Bill Hancock, a rancher who runs cattle in the Muskrat Open Area,
railed
against "the way the BLM is mismanaging the wild horses ...
they've had the grass ate right down to the ground" before
any cattle were turned out onto that grazing area. "This
isn't just cutting down on the livestock forage, but on the wild
game's forage as well."
Several ranchers commented that they felt "unmanaged wild horses" were more to blame for the degraded conditions of public lands than their cattle were. Armstrong said she believed that, instead of gathering up 45 of a herd of some 100 wild horses from the Wager Meadows area, the BLM actually "relocated Sweetwater horses into our area and that's what they hauled off. We didn't recognize any of them, and we see them day after day." Commissioner Doug Thompson, who also ranches in the Jeffrey City area, stated that the BLM is ordering permittees off their grazing allotments "for punitive or vindictive reasons... They're not working with them." Irv Lozier told the commissioners that he had repeatedly written to the Lander BLM office and "they don't answer our letters. I can't believe it," he said. "This letter came today. We have to be off the allotment by Friday!"
Rancher Casey Shepperson said, "The BLM knew a lot longer then they gave these guys notice." He added that, despite the fact that many in the room had received letters from the BLM only that morning or Monday, that he'd "heard 2 1/2 weeks ago (via a phone call from the BLM) that they were planning to shut that allotment down." Commissioner Crosby Allen told the audience he was "extremely" concerned about the plight of ranchers in this hot, dry cycle. "We've watched mining go down, we've watched the timber industry go down, and now look who's sitting in front of us now," Allen said. "About the last economic producers we have left." He added that, "20 percent of our economy, of all the money circulating in this county," comes from agriculture... (They're going down), and it's all from the hands of one over-zealous bureaucrat and that's what upsets me here."
Thompson agreed, saying "It's
our responsibility to intercede between the BLM and (the ranching
community). Commissioner Lanny Applegate stated, "It's got
to be changed at the Congressional level. This is the place to
start," with the county
commissioners, but it needs to go to a higher level, he said.
Loper said the commissioners should write to Jack Kelly in support
of
giving ranchers more time. "You've got to be able to move
with enough time to do it without killing calves or stressing
cows," he said.
When Commissioner Tom Satterfield asked the gathering if they had indeed been through "intensive consultation" with the Lander BLM office, as stated in the bureau's letter. The response was laughter and snorts from the ranchers.
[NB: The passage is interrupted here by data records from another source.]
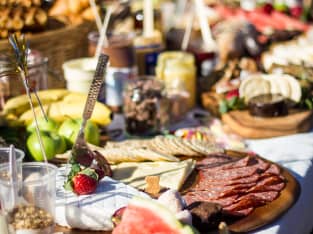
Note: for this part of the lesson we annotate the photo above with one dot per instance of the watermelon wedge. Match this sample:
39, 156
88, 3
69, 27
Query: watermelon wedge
143, 216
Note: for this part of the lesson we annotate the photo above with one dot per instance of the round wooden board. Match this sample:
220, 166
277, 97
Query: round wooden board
248, 126
261, 216
264, 215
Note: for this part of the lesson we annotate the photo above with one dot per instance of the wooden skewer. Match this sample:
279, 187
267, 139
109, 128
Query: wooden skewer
188, 31
206, 33
103, 40
148, 25
96, 13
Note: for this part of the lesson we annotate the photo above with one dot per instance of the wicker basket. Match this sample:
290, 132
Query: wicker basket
59, 46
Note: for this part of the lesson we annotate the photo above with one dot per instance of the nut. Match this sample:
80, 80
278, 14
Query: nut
29, 217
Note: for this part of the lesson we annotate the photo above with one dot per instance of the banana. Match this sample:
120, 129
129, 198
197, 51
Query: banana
59, 104
20, 104
60, 111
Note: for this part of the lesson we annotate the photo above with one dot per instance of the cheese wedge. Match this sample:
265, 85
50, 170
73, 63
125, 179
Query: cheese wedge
254, 86
172, 174
282, 84
295, 88
94, 211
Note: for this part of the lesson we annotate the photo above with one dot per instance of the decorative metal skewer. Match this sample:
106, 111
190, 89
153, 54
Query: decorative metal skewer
21, 50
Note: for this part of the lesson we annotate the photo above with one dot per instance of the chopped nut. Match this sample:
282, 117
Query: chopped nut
29, 217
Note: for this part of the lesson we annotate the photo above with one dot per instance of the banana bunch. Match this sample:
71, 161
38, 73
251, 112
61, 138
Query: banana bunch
58, 104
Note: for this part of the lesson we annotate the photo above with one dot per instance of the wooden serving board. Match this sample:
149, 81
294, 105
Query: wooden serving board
264, 215
259, 217
248, 126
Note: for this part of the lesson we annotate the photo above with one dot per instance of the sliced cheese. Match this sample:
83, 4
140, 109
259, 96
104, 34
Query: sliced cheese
282, 84
295, 88
91, 212
172, 174
254, 86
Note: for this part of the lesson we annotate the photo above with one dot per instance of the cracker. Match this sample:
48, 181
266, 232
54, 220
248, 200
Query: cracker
184, 149
152, 185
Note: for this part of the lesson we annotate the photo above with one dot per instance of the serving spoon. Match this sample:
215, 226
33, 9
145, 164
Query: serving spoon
80, 150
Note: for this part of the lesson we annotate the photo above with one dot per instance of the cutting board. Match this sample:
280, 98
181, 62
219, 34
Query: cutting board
266, 214
261, 216
248, 126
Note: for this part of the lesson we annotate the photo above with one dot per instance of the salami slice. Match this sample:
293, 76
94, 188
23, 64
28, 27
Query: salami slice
201, 196
264, 196
273, 169
264, 183
237, 164
222, 188
231, 174
243, 212
213, 161
245, 203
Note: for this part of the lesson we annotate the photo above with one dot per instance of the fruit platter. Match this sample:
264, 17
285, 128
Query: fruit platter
152, 133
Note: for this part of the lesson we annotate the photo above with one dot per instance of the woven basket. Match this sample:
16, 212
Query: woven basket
58, 46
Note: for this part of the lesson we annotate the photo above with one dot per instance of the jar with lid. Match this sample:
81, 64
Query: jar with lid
37, 73
145, 107
122, 66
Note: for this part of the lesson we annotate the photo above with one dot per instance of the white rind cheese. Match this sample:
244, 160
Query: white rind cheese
172, 174
91, 212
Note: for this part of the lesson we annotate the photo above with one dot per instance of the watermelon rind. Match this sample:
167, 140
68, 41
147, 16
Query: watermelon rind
166, 215
187, 229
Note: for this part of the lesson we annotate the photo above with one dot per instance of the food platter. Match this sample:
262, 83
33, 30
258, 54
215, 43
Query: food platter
266, 214
259, 217
242, 123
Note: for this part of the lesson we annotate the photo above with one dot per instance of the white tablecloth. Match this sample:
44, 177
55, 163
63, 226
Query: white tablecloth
296, 154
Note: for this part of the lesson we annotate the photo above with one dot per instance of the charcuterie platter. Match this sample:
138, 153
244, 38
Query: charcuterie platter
248, 126
261, 215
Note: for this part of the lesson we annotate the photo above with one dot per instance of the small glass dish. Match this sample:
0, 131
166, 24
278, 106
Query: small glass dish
145, 107
30, 206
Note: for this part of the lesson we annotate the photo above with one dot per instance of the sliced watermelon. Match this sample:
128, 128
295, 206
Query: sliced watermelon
144, 216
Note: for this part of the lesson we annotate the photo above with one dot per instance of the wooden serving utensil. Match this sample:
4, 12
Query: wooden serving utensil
80, 148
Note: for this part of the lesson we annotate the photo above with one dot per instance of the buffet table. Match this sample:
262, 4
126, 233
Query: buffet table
295, 153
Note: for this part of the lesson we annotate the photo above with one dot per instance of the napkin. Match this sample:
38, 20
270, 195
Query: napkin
94, 211
295, 153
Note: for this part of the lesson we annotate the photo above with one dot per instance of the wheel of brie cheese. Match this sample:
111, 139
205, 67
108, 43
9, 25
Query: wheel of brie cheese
254, 86
283, 84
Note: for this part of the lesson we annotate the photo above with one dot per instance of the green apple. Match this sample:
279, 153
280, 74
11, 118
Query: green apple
69, 130
280, 6
53, 144
44, 125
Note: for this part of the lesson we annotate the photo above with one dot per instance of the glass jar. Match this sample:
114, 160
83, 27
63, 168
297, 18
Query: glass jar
32, 208
37, 74
145, 106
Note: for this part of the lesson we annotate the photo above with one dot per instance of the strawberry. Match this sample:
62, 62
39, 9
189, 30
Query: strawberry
84, 184
117, 216
296, 11
85, 158
267, 8
100, 173
232, 93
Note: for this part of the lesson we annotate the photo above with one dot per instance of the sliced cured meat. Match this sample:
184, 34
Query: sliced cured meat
263, 184
244, 180
201, 196
243, 212
214, 160
245, 203
237, 164
222, 188
264, 196
273, 169
272, 187
235, 173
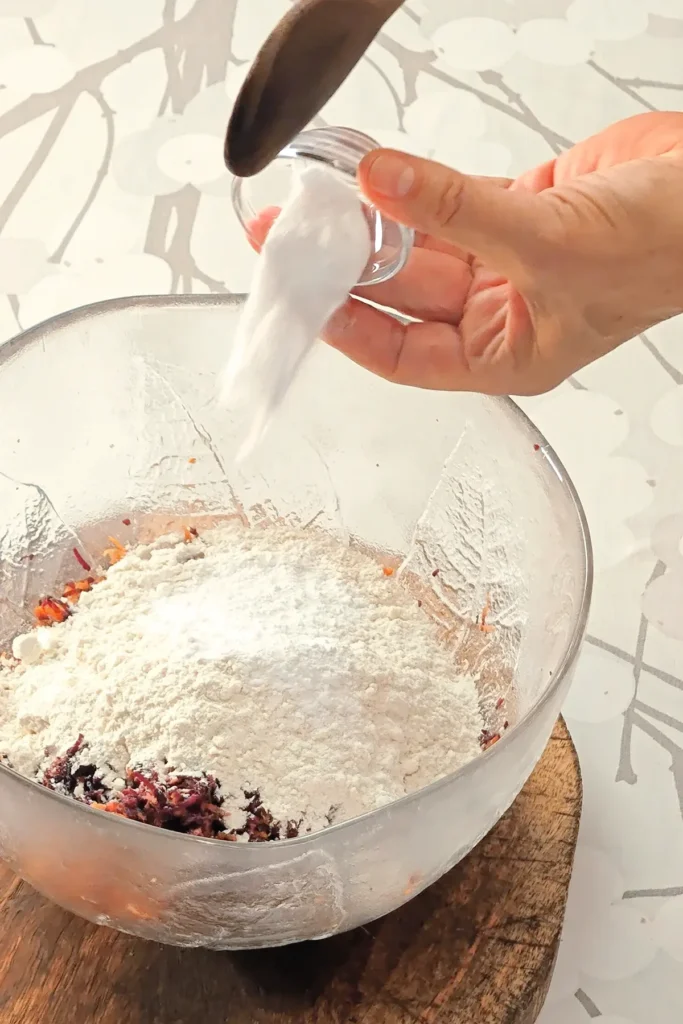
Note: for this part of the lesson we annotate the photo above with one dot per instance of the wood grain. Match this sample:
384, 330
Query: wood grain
477, 947
299, 67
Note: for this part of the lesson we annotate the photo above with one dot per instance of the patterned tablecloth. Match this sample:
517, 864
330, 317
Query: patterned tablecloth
112, 183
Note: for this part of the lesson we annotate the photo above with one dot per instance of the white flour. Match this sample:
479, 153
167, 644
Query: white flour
312, 257
275, 658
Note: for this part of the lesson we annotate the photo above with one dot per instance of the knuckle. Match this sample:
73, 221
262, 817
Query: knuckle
450, 202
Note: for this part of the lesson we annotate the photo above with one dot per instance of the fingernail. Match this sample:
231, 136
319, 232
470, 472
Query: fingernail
390, 175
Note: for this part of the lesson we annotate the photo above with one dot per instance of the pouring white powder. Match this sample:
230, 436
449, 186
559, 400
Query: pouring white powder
312, 257
278, 659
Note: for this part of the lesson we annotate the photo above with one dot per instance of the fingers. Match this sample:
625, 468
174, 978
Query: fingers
497, 224
258, 227
427, 355
431, 286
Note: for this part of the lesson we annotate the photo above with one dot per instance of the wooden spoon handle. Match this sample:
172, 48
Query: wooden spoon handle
301, 65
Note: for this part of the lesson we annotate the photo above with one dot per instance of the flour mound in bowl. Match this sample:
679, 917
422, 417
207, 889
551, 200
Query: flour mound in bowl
274, 676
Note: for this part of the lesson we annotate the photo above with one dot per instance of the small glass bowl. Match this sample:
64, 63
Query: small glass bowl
341, 150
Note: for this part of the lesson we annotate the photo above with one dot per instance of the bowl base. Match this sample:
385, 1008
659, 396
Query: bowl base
478, 945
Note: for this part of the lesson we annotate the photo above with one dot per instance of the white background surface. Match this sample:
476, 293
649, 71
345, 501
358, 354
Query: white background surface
112, 182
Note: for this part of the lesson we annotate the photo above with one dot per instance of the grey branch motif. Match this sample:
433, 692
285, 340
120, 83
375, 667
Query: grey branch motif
641, 716
413, 64
587, 1003
675, 374
194, 57
622, 84
108, 114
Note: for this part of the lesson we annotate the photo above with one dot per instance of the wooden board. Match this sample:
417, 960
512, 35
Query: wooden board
477, 947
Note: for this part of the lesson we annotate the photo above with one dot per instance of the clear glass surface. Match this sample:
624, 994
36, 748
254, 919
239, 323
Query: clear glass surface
101, 411
341, 150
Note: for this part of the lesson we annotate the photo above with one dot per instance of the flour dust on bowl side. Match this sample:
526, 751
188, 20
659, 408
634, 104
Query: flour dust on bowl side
462, 489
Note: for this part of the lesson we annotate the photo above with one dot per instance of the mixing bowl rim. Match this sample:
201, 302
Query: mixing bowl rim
564, 666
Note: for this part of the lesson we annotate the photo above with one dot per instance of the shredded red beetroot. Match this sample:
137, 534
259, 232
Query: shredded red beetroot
260, 825
180, 803
487, 738
50, 610
63, 775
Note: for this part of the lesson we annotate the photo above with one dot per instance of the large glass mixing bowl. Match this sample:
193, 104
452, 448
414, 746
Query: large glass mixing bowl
103, 412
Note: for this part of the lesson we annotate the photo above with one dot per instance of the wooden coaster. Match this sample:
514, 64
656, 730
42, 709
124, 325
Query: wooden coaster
477, 947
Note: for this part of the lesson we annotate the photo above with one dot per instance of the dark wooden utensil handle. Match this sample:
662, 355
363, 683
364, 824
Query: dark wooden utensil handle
301, 65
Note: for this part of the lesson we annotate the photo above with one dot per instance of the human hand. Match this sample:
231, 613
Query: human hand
519, 284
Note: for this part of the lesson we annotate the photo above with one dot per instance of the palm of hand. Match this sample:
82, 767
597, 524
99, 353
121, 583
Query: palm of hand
591, 256
561, 300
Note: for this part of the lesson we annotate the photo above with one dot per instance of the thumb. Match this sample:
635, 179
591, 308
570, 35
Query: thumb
496, 224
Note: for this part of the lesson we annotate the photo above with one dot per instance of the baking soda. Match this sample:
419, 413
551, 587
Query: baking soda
314, 254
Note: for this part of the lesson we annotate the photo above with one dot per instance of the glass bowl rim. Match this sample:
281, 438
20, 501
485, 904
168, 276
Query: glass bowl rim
564, 665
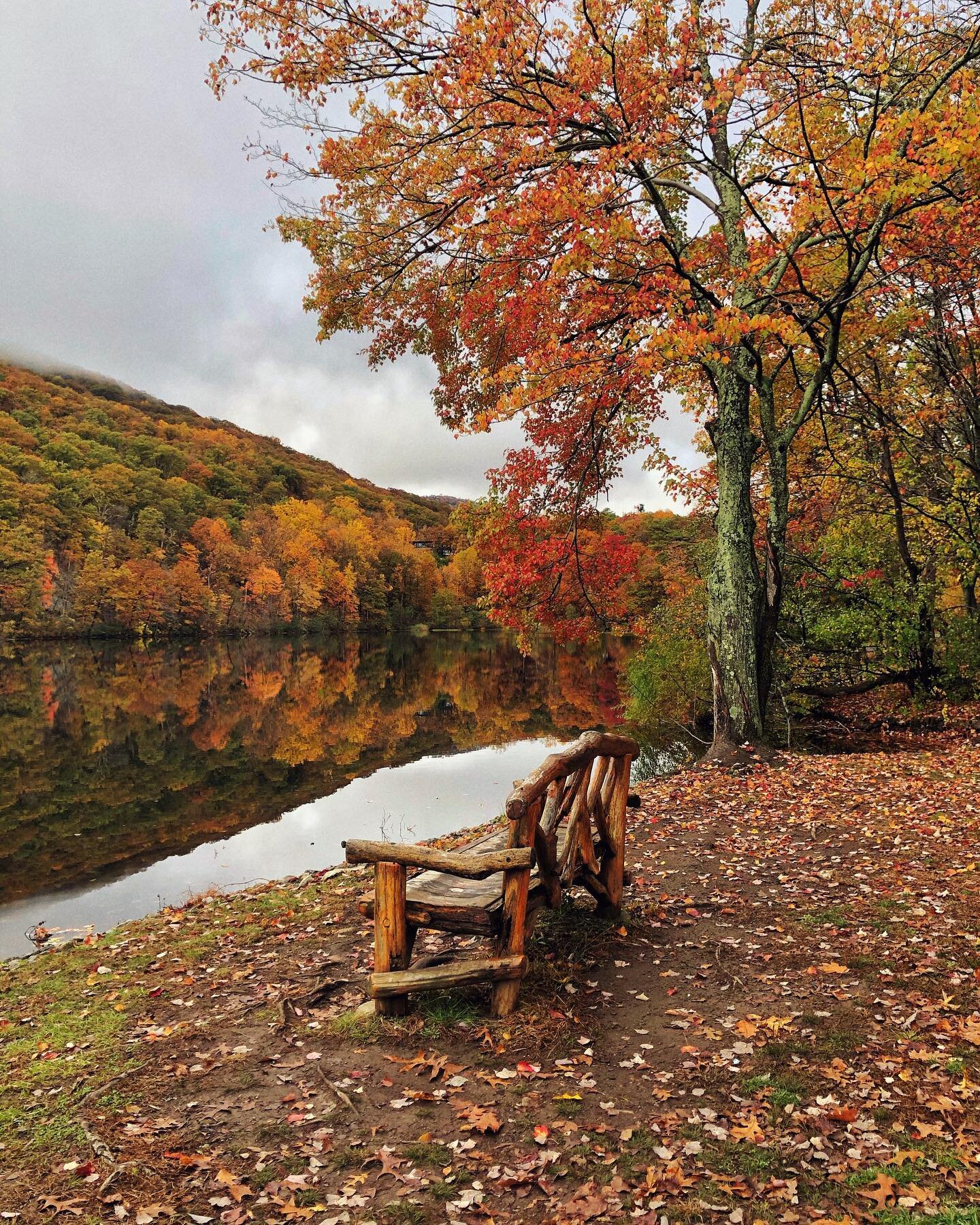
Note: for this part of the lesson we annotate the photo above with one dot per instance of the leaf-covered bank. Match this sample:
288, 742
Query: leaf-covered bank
784, 1027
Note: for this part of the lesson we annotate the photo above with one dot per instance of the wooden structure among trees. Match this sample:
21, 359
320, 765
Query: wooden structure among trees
566, 825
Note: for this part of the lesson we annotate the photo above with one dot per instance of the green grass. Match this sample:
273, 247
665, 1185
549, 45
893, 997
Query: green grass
729, 1157
949, 1215
67, 1030
402, 1212
428, 1153
912, 1171
444, 1190
445, 1010
828, 917
357, 1029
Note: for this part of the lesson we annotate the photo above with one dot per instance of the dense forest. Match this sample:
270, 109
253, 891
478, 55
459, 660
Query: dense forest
125, 514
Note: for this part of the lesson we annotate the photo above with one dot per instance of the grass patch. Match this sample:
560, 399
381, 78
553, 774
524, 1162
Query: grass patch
350, 1026
402, 1212
444, 1191
428, 1153
747, 1159
949, 1215
828, 917
445, 1010
61, 1029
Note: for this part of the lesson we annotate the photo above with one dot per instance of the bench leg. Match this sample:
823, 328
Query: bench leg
612, 870
516, 883
391, 931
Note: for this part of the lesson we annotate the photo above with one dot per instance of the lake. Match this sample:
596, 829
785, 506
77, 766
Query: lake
135, 777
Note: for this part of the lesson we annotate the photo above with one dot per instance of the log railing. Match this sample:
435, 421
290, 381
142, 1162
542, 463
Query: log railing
585, 789
566, 822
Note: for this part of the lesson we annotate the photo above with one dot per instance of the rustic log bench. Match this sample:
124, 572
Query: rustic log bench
566, 826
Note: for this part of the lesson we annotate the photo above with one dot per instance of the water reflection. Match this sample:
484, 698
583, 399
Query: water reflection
133, 776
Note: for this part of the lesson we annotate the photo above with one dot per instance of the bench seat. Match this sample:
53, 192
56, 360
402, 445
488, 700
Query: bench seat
453, 903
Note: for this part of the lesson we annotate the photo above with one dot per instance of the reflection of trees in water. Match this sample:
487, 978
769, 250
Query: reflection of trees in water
118, 755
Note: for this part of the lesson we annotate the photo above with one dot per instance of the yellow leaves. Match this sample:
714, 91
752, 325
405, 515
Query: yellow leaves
749, 1131
881, 1191
828, 968
478, 1119
235, 1188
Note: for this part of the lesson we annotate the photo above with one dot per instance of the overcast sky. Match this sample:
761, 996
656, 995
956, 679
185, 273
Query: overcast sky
135, 242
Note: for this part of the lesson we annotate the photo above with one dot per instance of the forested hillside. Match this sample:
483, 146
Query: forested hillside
120, 514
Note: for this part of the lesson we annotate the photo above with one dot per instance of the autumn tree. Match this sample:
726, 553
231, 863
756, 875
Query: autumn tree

Irv Lozier stated that, "The consultation amounts to one thing: they tell us to come to a meeting and then tell us what they've decided and how it's going to be. And if we have another opinion, we get kicked off the land." Loper agreed. "I've called every (BLM) office in the state, and I can't find any situation in Wyoming comparable to attitude of the BLM in Lander," he said.
When all the discussion was concluded, the five Fremont County Commissioners unanimously agreed to draft a letter to the Lander BLM office and deliver it immediately, since time was fast running out for the permittees of the Green Mountain Common Allotment area who are being ordered to move their cattle immediately.